I'm 16 and have just about finished school. In November 2011, I received money from my father for necessities, shopping and costs for a college course. On 26 November, I lost my bank card so decided to cancel it as there was £2,992.99 left in there and the cost of the course is £1,999.99. I decided not to touch my account until nearer the date of the course.

I received an online banking statement in May and 41p was left in the account. Transactions had left my account at places I have never been to or don't need to go to. I have contacted Santander, but it is refusing to refund the amount, as the card should have been cancelled. Without this money I can't go to college. GA, east London

This turned out to be a lot more serious than it first appeared. You claim you had £2,992 in your account before anything happened, but Santander says the balance was showing £9 overdrawn. Then, between 25 and 28 November, four payments (which turned out to be fraudulent) totalling £4,802.13 began crediting your account from another Santander customer's account. After unusual spending on the card, Santander blocked it, but the bank then said you made "repeated calls", cleared security, checked the balance and had the block removed. On 28 November, when the money that went in had been spent and there was only £500 left, you again confirmed to Santander by phone that the previous transactions were genuine. This makes no sense, given that the transfers in were fraudulent and (you now claim) transfers out were not made by you. On the same day, you also reported your card had been lost on the morning of 26 November.

On 11 January 2012, Santander sent you a letter telling you that your account was to be closed because it had received fraudulent transactions, but you did not contact the bank until May, when you finally disputed the four transfers, claiming you had reported the card stolen. But Santander confirmed the fraud began before you reported the card had been lost.

By this time, Santander suspected "mule fraud" – and I agree with them. Money mules receive funds (the proceeds of fraud on other accounts) into their accounts, which they then withdraw and pass back to the fraudsters. Santander suspects you were probably promised a certain sum for helping out. I suspect you contacted the Observer when you realised you had been left less than promised and thought we could claw it back.

You say you have not willingly taken part in a scam and were expecting money to pay for your education from your father, which is why you didn't think £4,000-plus entering your account was strange. But this does not explain why you initially told the bank the fraudulent transactions were genuine, nor does it explain why you believe you have been left out of pocket – you were £9 overdrawn before it kicked off.

Financial Fraud Action UK says criminals looking to recruit a money mule often target vulnerable groups such as university students tempted by the lure of an apparently easy way of making extra cash. When caught, mules can suffer severe penalties, including a prison sentence of up to 10 years.
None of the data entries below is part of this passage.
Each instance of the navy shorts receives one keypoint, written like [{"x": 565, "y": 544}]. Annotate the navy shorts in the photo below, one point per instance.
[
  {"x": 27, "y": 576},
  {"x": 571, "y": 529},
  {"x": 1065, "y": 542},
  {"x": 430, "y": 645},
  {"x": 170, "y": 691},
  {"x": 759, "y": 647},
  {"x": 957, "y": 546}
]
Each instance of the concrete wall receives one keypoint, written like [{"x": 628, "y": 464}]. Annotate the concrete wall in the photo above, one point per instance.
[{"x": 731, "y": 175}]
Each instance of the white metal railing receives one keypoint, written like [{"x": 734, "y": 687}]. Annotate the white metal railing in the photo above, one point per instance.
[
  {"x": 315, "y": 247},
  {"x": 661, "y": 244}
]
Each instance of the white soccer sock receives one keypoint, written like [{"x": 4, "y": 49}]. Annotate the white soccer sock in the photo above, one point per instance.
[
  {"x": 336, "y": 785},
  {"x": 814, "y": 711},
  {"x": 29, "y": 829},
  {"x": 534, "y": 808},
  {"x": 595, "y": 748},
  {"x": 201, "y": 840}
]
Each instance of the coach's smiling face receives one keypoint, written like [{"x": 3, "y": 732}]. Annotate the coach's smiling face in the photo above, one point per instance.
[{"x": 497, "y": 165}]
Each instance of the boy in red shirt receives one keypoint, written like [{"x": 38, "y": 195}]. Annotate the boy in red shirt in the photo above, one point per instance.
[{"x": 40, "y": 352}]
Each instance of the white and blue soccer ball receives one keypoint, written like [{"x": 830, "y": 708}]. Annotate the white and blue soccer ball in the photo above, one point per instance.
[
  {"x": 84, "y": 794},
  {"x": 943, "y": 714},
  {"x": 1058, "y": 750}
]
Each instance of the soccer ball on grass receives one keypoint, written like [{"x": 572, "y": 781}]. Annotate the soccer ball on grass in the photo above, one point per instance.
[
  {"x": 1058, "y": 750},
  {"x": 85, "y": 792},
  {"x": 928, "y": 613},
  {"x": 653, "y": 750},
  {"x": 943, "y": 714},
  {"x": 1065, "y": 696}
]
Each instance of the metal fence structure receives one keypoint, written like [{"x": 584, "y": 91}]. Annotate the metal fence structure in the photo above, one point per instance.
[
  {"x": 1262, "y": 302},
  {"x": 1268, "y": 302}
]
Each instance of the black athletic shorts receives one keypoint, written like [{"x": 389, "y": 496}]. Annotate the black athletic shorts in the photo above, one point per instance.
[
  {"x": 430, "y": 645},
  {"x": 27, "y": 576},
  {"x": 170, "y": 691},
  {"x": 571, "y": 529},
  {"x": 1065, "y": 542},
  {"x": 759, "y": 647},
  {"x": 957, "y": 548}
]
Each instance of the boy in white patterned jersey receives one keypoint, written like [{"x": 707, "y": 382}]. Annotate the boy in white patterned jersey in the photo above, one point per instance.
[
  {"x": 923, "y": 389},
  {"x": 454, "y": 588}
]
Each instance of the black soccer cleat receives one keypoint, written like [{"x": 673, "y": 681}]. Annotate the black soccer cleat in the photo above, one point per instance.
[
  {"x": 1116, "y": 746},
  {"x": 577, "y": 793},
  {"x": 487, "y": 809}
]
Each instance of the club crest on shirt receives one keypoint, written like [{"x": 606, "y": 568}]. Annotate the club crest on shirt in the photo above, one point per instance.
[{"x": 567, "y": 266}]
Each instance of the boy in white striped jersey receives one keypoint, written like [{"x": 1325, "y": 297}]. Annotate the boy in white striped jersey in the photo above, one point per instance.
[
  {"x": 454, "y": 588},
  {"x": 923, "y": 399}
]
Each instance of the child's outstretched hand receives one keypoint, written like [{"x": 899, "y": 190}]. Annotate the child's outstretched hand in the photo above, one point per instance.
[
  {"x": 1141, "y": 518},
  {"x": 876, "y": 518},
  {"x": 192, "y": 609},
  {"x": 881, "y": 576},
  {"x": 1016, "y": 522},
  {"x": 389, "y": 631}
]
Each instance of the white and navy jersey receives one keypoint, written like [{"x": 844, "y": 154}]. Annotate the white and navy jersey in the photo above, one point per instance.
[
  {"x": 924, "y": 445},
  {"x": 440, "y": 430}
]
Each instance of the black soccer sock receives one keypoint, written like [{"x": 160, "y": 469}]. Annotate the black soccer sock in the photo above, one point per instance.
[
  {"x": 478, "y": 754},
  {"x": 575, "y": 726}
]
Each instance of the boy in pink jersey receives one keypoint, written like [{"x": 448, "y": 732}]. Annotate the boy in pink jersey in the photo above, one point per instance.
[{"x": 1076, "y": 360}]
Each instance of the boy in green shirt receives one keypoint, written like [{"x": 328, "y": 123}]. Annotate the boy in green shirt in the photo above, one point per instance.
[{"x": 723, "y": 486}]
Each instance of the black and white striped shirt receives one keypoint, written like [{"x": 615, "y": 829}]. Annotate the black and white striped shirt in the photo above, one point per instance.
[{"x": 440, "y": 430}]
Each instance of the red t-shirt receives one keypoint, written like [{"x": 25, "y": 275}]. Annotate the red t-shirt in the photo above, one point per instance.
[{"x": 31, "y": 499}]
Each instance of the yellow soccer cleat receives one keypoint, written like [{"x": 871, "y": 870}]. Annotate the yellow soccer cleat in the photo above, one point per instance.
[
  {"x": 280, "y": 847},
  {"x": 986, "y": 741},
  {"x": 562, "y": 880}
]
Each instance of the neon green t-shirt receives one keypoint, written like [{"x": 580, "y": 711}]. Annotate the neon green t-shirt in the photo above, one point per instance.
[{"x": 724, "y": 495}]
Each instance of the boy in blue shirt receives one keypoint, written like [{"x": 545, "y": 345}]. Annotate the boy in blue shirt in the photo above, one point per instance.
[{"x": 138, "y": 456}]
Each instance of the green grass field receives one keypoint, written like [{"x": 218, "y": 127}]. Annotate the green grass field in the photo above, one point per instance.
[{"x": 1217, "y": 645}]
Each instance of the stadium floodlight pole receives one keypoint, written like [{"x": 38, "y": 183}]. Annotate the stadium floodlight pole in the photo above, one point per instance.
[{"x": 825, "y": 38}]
Any profits they have made will be recovered from their accounts to reimburse the victims of fraud, while their bank account will be closed down and a bank may even share details of the activity with other banks (meaning they may no longer be able to open a bank account in the UK).

Santander has forcibly closed your account and you are no longer a customer, but it has not passed details of what happened to the police and you say you have managed to open an account with another bank.